Technical information
- Class: LP
- ERP: 33 watts Vertical Polarization Only
- HAAT: 32 metres (105 ft)

Links
- Website: mycochranenow.com

= CFIF-FM =

Radio station in Ontario, Canada

CFIF-FM is a Canadian radio station, which broadcasts at 101.1 FM in Iroquois Falls, Ontario. The station airs an adult contemporary format branded as Moose FM.

The station received approval from the Canadian Radio-television and Telecommunications Commission (CRTC) to operate a new low-power English language FM radio programming at Iroquois Falls on September 28, 1998, which was launched in 1998 by Tri-Tel Communications as CJWL-FM at 104.9 FM, and moved to its current frequency at 101.1 FM in 2000. The frequency change from 104.9 MHz to 101.1 MHz would eliminate the interference from CBON-FM-21 at 104.9 MHz in Gogama.

In 2003, CJWL and its sister station CHPB-FM in Cochrane were purchased by their owner, Haliburton Broadcasting Group.

Haliburton changed the station's callsign to CFIF-FM in 2005, enabling Evanov Radio Group to take over the old callsign for its own new CJWL-FM in Ottawa. The "IF" in the CFIF-FM callsign stands for Iroquois Falls.

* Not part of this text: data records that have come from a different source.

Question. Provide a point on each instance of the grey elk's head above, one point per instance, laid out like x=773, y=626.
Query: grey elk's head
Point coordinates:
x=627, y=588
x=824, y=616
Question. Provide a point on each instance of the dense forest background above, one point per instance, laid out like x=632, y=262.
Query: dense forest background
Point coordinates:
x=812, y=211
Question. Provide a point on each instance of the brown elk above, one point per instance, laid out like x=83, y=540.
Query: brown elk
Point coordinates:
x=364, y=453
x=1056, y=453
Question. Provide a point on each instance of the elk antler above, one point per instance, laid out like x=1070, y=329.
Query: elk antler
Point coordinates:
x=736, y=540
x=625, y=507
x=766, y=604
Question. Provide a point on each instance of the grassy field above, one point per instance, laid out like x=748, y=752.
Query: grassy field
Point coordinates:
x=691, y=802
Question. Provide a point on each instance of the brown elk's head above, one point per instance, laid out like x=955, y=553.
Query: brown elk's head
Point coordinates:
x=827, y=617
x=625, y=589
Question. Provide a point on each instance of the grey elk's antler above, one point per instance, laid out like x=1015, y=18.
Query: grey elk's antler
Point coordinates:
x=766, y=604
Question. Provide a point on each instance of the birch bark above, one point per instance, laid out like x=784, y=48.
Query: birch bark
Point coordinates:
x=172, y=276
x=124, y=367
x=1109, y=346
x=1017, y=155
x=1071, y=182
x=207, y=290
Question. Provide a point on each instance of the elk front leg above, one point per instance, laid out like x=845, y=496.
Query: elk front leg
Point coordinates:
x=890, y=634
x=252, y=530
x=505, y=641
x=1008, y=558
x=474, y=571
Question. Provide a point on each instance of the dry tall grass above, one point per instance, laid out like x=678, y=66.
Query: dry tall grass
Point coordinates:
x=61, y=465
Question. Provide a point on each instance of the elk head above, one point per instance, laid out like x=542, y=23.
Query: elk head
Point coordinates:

On April 23, 2012 Vista Broadcast Group, which owns a number of radio stations in western Canada, announced a deal to acquire Haliburton Broadcasting, in cooperation with Westerkirk Capital. The transaction was approved by the CRTC on October 19, 2012.

Current operation status of CFIF is unknown. It is believed that CFIF is a rebroadcaster of CHPB-FM.